Approximate methods for handling error in multi-threaded solutions

In many modern applications we rely on the use of many multi-threaded algorithms, some of which are ran across CPUs and some of which are ran as GPGPU tasks.

For many types of programs this usually involves taking some task and splitting it into separate parts and recombining or processing the results of each separate part into a singular answer.

tasks_good.jpg

When each of separate threads executes correctly we are given the absolute correct answer in, hopefully, less time than if the task hadnt been separated into sub-components.

But what happens if one of the sub-components of the task failed? In most applications this would be a catastrophic error and we would end the program with no result. For a program which is doing a lot of heavy computation that could mean the loss of a whole lot of processed data.

To avoid that, it is possible to employ methods which detect a fault in a single sub-component and resubmit it for processing, exclude it from results or in some way handle the error and try and recover or nicely drop out of the program in a way that isn't too lossy.

However, what if the task we were running was made out of hundreds of thousands of components, where the result of executing each component could be predicted, modelled or in some way approximated from the input data and the results being produces by the other non-failing sub-components? In that situation we might be able to continue running the application by simply replacing the failed execution with an approximate answer and reporting to the program that it reported an error and give some statistical impact of that error. Such as up-to x% based on the number of sub-components and how many reported errors.

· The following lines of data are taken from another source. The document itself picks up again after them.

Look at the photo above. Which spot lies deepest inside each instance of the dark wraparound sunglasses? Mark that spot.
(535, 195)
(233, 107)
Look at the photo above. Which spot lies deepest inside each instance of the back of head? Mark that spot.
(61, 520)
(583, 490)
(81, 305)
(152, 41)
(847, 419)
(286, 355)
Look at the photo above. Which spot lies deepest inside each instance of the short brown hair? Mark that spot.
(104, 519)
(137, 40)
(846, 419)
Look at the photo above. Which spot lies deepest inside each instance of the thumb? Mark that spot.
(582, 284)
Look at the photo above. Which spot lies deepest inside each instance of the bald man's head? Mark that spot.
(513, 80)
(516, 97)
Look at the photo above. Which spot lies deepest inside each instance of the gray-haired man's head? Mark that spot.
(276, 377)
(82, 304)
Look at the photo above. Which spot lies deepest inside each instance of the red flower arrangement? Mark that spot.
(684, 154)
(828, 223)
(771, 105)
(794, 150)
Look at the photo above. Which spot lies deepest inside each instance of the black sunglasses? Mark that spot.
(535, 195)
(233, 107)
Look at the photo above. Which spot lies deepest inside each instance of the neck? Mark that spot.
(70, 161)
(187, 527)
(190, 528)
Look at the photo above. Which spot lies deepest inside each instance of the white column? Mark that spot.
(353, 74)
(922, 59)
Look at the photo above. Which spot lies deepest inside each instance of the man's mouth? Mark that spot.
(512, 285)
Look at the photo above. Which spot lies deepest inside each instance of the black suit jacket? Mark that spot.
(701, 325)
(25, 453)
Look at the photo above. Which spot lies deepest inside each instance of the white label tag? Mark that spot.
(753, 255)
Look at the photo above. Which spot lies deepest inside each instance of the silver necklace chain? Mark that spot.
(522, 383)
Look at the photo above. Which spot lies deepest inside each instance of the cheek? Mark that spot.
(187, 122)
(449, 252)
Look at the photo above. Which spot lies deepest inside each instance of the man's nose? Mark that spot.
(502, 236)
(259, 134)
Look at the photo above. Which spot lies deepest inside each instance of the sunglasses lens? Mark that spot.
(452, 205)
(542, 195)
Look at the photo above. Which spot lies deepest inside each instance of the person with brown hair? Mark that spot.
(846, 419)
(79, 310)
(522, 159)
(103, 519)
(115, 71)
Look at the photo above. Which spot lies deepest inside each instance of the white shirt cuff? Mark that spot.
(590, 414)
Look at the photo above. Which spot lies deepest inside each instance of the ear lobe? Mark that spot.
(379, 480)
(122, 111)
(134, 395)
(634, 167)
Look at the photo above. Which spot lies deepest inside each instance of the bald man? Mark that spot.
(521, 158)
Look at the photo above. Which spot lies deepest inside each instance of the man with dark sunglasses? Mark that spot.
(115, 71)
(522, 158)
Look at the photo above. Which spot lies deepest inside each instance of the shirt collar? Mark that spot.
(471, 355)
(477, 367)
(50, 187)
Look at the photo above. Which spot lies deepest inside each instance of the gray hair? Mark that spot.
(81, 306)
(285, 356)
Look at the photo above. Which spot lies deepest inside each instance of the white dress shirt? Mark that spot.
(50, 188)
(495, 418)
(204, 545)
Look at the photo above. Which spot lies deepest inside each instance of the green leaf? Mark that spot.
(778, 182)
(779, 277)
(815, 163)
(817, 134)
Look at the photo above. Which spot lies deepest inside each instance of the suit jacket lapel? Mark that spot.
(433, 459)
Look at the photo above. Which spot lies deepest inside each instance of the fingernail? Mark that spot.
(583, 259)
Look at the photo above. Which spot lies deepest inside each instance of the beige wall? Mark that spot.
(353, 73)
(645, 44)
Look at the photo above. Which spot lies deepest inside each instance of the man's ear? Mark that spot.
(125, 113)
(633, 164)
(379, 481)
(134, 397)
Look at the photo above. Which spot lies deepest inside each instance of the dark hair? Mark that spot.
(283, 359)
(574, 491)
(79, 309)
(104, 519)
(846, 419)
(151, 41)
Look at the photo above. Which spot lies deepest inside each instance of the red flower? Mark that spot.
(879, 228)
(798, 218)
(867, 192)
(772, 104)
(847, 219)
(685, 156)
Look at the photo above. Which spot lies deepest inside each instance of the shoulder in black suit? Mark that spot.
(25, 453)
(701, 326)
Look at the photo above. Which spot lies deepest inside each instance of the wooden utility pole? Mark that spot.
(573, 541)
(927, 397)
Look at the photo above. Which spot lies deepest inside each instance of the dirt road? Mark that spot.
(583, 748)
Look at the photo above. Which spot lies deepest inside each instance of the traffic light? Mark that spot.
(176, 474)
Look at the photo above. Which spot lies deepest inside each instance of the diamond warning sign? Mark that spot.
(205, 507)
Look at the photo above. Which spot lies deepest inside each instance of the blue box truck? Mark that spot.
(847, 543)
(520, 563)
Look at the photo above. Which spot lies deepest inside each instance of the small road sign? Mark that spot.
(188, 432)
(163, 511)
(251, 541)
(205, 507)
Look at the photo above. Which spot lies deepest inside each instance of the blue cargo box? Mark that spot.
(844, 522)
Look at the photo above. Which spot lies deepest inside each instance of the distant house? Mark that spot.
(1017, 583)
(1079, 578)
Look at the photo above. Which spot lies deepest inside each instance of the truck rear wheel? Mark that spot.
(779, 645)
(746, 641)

In that case you could run some work and have a work graph that looks like below.

tasks_bad.jpg

In this new model that allows a failed/slow/broken task to be approximated from its input and neighbours we can add some stability to programs that don't require 100% accuracy and precision. If a program is fault-tolerant in its algorithms and results then it gives greater freedom to handle error or hardware problems which are guaranteed to occur on a long enough time scale.

Programs which allow for this condition are interesting in other ways too. If the program can handle up-to 10% error and still function and we have a task that is split into 1000 sub-tasks, and each sub-task is independent and side-effect free then we can manually add error into the program to increase performance if our approximation technique for failed sub-tasks is cheaper than the task that it was performing. This would give us an error that at worst within the threshold of error the program allows, and at best close to the correct answer.

In the case of artificially inducing error in the application we could reveal potential to reduce the power required by the computer to compute that tasks as well as improve the programs overall performance. We would want to induce this state in an application when the trade-off between accuracy and performance in non-linear, i.e. a small drop in accuracy gives a much more valuable benefit in another criteria.

There are many opportunities to use this technique in mobile computing, sensors and distributed computing as well as more general simulation technology to allow us to build better performing and more stable applications.